Blog Post

Cloud MapReduce Targets Big Data in Real Time

Cloud application-platform provider Appistry has teamed with Accenture (s acn) to develop an on-premise implementation of Accenture’s existing Amazon (s amzn) EC2-focused Cloud MapReduce product. There are two particularly noteworthy aspects of this product:

  1. Cloud MapReduce is focused on real-time analysis of streaming data
  2. Appistry customers now have access to an entirely distributed Hadoop alternative. Earlier this year, the company released its Hadoop Distributed File System (HDFS) alternative called CloudIQ Storage Hadoop Edition.

As I explained in a post on that product, Appistry’s primary goal in developing these products is to improve performance and reliability by eliminating single points of failure. In HDFS, that’s the NameNode; in the Hadoop MapReduce engine, that’s the JobTracker. Running atop Appistry’s CloudIQ platform, Cloud MapReduce takes advantage of a peer-to-peer architecture in which these concerns are largely ameliorated.

Appistry’s Sam Charrington said those were the same issues that led Accenture to develop Cloud MapReduce in the first place, as its customers wanted higher reliability and performance for mission-critical jobs. As it turns out, however, certain users in intelligence and defense weren’t too keen on the cloud-based model. Jointly developed and distributed by both companies, on-premise Cloud MapReduce keeps the same focus on bleeding-edge customers in intelligence, defense and financial services.

Then there are the real-time capabilities. Cloud MapReduce utilizes a streaming API that frees it from the batch-processing boundaries typically associated with MapReduce. As Charrington explained, Hadoop’s popularity has shaped many connotations of MapReduce, but “the algorithm can be applied much more broadly.”Cloud MapReduce also leverages existing CloudIQ capabilities, such as Fabric Accessible Memory, a form of in-memory caching to speed data processing. “It’s not a competitor to Hadoop,” he added, “so much as an alternative to other approaches for processing data streams [such as IBM (s ibm) InfoSphere Streams].” In fact, Appistry retains partnerships within the Hadoop ecosystem so that customers have a choice of options depending on their applications.

In terms of scope, Cloud MapReduce appears to be in the same vein as the S4 project that Yahoo open-sourced last week.

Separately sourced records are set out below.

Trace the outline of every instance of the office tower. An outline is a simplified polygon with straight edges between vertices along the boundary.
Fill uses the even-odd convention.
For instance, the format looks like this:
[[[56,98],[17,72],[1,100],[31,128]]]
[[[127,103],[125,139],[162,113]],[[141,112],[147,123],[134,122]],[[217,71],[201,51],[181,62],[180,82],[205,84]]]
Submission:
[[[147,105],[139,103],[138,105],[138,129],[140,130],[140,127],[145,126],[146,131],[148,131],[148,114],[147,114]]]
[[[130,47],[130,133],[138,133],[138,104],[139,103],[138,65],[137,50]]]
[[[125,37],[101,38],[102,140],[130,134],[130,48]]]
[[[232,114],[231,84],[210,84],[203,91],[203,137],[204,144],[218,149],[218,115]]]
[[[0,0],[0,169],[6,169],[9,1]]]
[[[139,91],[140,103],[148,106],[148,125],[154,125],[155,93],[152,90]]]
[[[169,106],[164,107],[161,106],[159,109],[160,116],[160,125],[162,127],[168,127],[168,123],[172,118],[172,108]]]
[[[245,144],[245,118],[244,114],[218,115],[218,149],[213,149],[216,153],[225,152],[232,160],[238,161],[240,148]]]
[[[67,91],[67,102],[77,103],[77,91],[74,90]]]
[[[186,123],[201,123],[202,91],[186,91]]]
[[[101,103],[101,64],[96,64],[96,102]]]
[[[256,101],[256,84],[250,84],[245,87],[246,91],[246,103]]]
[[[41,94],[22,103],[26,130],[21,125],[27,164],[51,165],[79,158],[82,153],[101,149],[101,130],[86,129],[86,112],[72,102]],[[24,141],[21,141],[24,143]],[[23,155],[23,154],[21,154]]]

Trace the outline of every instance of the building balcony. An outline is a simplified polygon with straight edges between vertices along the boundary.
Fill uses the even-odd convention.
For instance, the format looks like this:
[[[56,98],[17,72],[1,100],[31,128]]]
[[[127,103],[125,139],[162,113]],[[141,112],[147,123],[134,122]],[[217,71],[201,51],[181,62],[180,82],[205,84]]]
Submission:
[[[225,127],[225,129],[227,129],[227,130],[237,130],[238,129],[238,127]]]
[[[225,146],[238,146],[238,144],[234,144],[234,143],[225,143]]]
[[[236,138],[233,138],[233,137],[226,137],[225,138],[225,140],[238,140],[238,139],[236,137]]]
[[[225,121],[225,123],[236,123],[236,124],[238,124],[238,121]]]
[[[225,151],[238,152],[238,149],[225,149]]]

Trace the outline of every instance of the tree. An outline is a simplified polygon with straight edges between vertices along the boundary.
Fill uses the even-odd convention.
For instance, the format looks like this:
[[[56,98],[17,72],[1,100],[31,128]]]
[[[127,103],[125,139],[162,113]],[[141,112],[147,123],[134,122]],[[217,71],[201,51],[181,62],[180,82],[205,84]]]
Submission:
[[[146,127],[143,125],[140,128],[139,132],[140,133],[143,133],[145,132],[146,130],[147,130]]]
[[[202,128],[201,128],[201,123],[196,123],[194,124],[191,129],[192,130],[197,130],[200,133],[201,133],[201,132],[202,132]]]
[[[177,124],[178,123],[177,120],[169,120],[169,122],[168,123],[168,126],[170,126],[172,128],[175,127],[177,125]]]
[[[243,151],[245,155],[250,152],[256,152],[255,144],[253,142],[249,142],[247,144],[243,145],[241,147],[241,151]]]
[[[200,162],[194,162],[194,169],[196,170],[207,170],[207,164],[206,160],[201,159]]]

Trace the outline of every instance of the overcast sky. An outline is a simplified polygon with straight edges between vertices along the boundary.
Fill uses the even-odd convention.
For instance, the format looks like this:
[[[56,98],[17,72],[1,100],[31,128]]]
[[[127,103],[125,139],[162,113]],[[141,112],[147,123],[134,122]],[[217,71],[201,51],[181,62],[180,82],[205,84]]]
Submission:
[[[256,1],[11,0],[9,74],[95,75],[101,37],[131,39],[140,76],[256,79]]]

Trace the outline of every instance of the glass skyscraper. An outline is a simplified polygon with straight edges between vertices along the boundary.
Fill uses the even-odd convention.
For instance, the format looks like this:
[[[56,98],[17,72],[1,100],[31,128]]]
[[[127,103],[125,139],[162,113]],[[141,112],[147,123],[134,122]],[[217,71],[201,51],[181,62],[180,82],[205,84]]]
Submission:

Once described as “real-time MapReduce,” the project website now describes S4 as a “distributed stream computing platform” that “fills the gap between complex proprietary systems and batch-oriented open source computing platforms.” According to a research paper (PDF), S4 was inspired by MapReduce but more closely resembles the Actors model. Like Cloud MapReduce, S4 is wholly decentralized to improve reliability and performance.

Both Cloud MapReduce and S4 should catch on (S4 likely sooner because it’s an open source project, not a paid product), but it might take time. In the case of Cloud MapReduce, many organizations with Big Data problems are still experimenting with Hadoop for batch-processing, and might not be ready to take on writing parallel-processing applications for real-time data. Even Charrington acknowledges that Appistry’s two products might be unnecessary for Hadoop experimentation or R&D projects, but are designed for mission-critical production applications that require real-time analysis. And there aren’t too many of those around right now.

Aside from relatively low-hanging fruit like fraud detection and instant search, it will be fascinating to see the applications for these types of technologies once organizations are able to wrap their minds around the full scope of their data situations. You can bet social-media analysis will be an early priority, but that’s just the tip of the iceberg. Just ask IBM, which is beating the real-time drum with its Smarter Planet initiative.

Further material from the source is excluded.